On December 15, 2021, the Securities and Exchange Commission (“SEC” or “Commission”) voted to adopt two sets of rule proposals designed to address the agency’s stated concerns about the prevalence of certain trading practices by issuers and corporate insiders that the SEC believes may harm investors and undermine the integrity of the securities markets, including through the misuse of material nonpublic information (“MNPI”).

Examples of potentially abusive practices highlighted by the SEC in the proposing releases include those associated with Rule 10b5-1 trading plans (“10b5-1 plans”), such as the opportunistic use by corporate insiders of multiple overlapping plans to selectively cancel individual trades on the basis of MNPI, commencing trades soon after the adoption of a new plan or the modification of an existing plan (e.g., within the same fiscal quarter) or terminating plans shortly after adoption.

Other “problematic practices” cited by the SEC include issuers granting stock options (and other equity awards with option-like features) to executive officers in coordination with the release of MNPI, and insiders opportunistically timing gifts of securities while in possession of MNPI or backdating stock gifts to maximize their tax benefits.

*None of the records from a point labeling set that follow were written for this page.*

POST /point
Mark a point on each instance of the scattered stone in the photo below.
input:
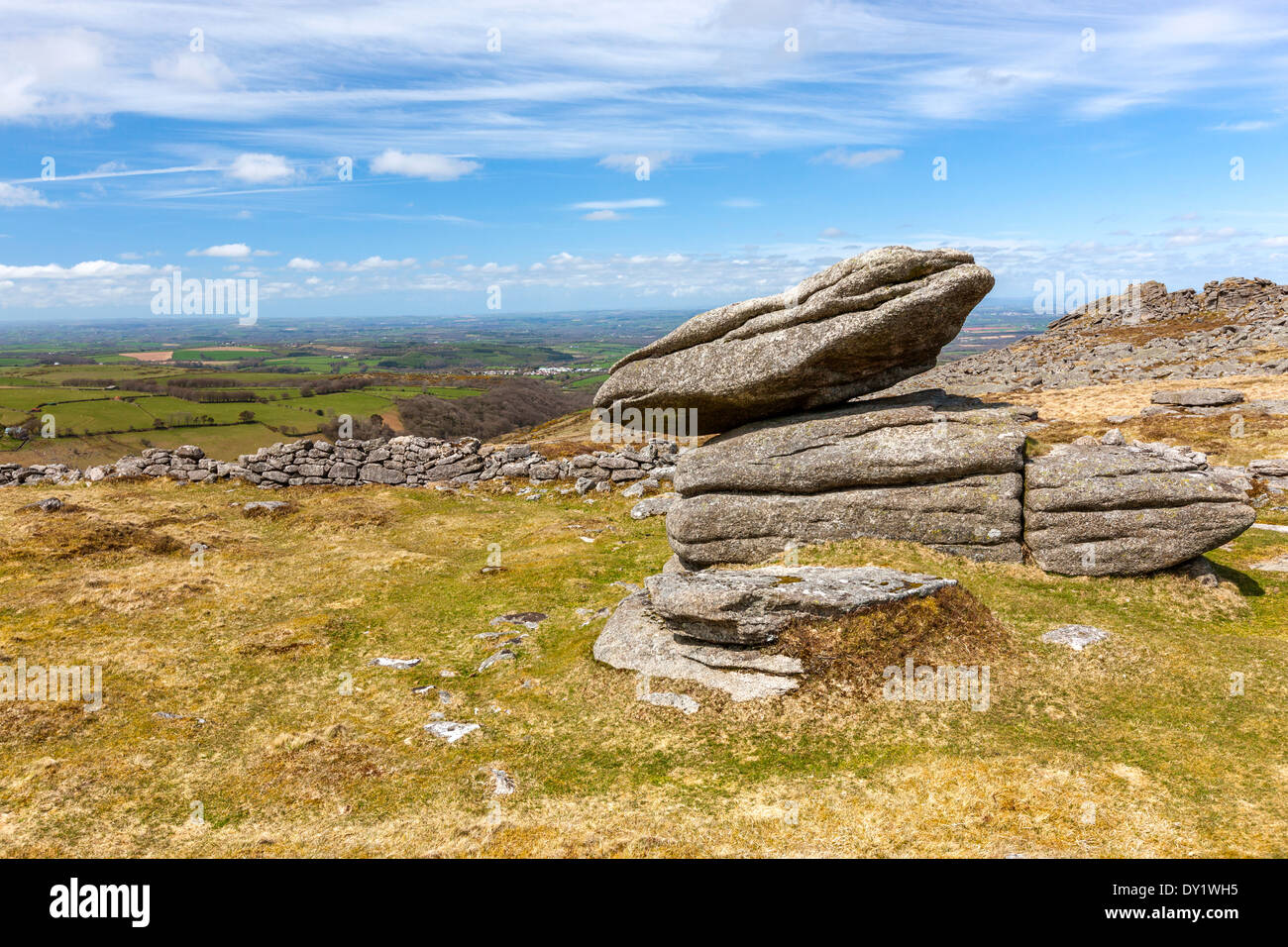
(1270, 467)
(267, 508)
(450, 731)
(1076, 637)
(665, 698)
(502, 784)
(503, 655)
(529, 620)
(655, 505)
(399, 663)
(1198, 397)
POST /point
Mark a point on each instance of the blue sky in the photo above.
(780, 137)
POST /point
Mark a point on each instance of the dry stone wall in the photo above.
(411, 462)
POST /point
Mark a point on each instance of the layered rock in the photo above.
(944, 472)
(711, 628)
(857, 328)
(1098, 509)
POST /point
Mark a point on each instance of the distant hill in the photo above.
(1233, 328)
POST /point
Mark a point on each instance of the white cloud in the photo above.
(200, 69)
(634, 204)
(80, 270)
(630, 161)
(235, 250)
(20, 196)
(261, 169)
(428, 166)
(858, 158)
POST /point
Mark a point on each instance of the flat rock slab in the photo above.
(636, 639)
(855, 328)
(755, 605)
(978, 517)
(926, 437)
(1076, 637)
(1099, 510)
(1198, 397)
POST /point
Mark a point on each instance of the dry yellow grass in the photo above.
(287, 742)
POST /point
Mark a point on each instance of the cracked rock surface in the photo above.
(855, 328)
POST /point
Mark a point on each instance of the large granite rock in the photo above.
(755, 605)
(638, 639)
(653, 631)
(944, 472)
(1096, 510)
(977, 515)
(857, 328)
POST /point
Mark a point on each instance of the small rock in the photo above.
(502, 784)
(1077, 637)
(503, 655)
(665, 698)
(399, 663)
(529, 620)
(653, 505)
(451, 731)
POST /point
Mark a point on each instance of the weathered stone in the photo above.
(975, 515)
(855, 328)
(1076, 637)
(636, 639)
(1269, 467)
(1126, 510)
(755, 605)
(375, 474)
(1198, 397)
(919, 438)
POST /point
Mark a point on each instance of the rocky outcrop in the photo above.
(756, 605)
(711, 628)
(1233, 328)
(857, 328)
(1098, 509)
(944, 472)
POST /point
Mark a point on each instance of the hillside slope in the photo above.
(1233, 328)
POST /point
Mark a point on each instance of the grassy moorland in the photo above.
(291, 744)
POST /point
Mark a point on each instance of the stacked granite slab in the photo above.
(797, 460)
(716, 628)
(938, 471)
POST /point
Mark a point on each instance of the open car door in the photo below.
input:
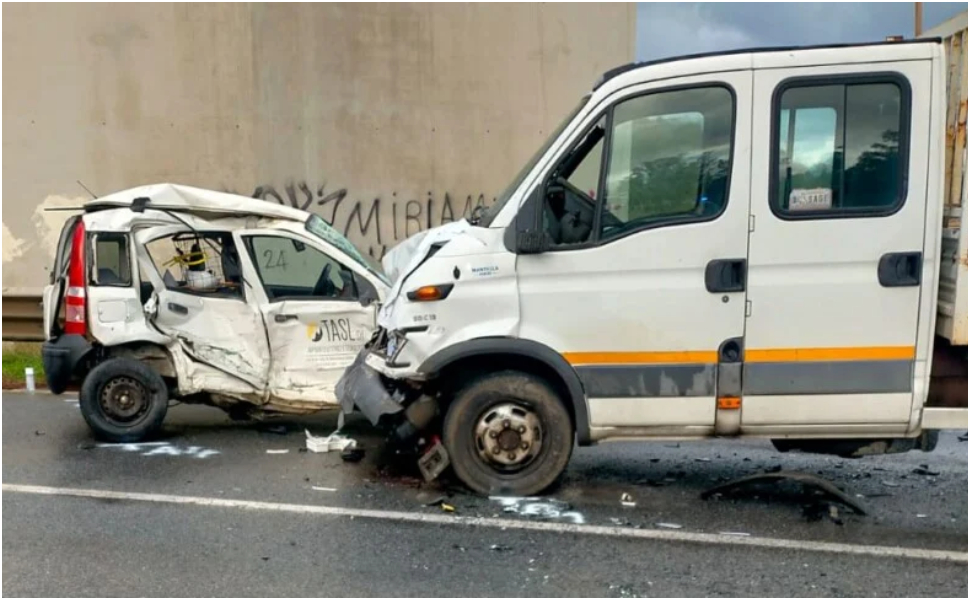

Similar concerns have been raised about issuers conducting opportunistic share repurchases (often referred to as buybacks) that may be designed to inflate executive compensation and insider share value.

The new proposals contain a package of amendments intended to reduce potentially abusive practices by strengthening investor protections and improving transparency around trading by issuers and insiders in a company’s securities and related policies, procedures, and practices. The SEC intends the proposed changes to “curb potential abuses of our rules and enhance transparency for investors, while not unduly restricting issuer and individual trading in a company’s securities for foreseeable, appropriate purposes.”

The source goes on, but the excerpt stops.